5 Skills Data Scientists Should Learn
What Data Scientists don’t learn in online courses or in University? Knowing the basics of these 5 skills will get you ahead in the workplace.
When I started practicing Data Science, I haven’t thought much about using the Machine Learning model outside of a Jupyter Notebook. My mindset was “the model achieves great classification accuracy so my work here is done”. By mentoring junior Data Scientists, I’ve noticed that this mindset is quite common. In reality, the model in a Jupyter Notebook isn’t of much use to the company. There are a few steps needed to move the model out of a notebook to a real-world environment. This is where many Junior Data Scientists fall short (and not just Juniors!)—so don’t be like them and learn at least the basics of these 5 skills.
Machine Learning is evolving — it is not just about math and statistics anymore
When your model needs to make fast real-time predictions you most likely need to reimplement it in a compiled language like Java or Go. Coding in compiled languages can be challenging if you haven’t done it before. You need to know how debugging works — the process of identifying and removing errors from computer hardware or software. Knowing how to use an integrated development environment (IDE) is also a big plus.

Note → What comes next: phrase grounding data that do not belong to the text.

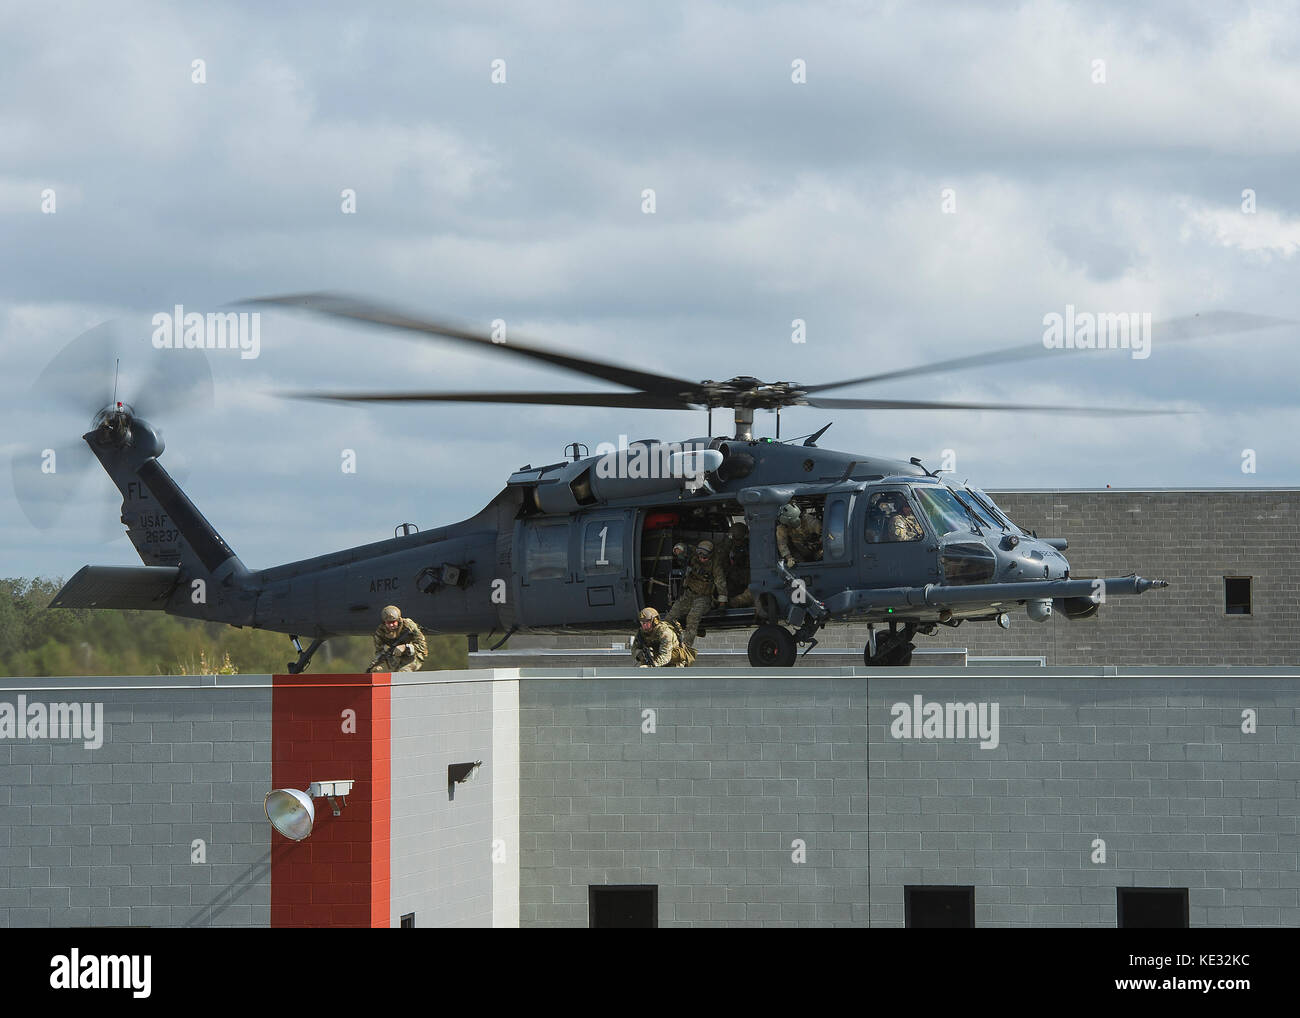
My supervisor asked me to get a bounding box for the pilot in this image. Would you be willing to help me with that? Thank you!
[369,604,428,672]
[719,522,754,608]
[630,606,691,667]
[665,539,727,648]
[887,501,924,542]
[776,503,823,567]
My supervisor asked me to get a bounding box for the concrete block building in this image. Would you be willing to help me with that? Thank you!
[1,666,1296,927]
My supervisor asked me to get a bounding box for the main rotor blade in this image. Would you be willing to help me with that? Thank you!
[804,396,1190,415]
[245,293,705,400]
[277,389,699,409]
[804,311,1295,393]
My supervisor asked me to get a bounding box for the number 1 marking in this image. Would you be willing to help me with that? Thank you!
[597,525,610,566]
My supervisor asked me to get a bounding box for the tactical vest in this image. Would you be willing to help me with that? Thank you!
[683,560,714,596]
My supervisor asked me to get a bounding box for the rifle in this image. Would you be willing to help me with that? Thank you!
[367,631,414,672]
[632,624,652,665]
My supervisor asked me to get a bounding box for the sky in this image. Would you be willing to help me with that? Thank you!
[3,0,1299,580]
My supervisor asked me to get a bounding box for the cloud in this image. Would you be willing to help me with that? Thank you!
[1179,199,1300,259]
[1,0,1298,579]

You also need to be well versed with object-oriented programming (OOP). In layman terms, OOP refers to the data type of a data structure and functions that can be applied to it. It is a paradigm for designing the software.
In layman terms, OOP refers to the data type of a data structure and functions that can be applied to it.
How to structure the code so that it will stand the test of time? Design patterns (DP) might have an answer to that question. DPs describe good practices of how to properly structure code to commonly occurring problems in software design. Object-oriented programming mentioned above is one of those design patterns. While studying DP you will get to know Facade, Memento, Visitor and other fellow patters with intuitive names.
How to structure the code so that it will stand the test of time? Design patterns!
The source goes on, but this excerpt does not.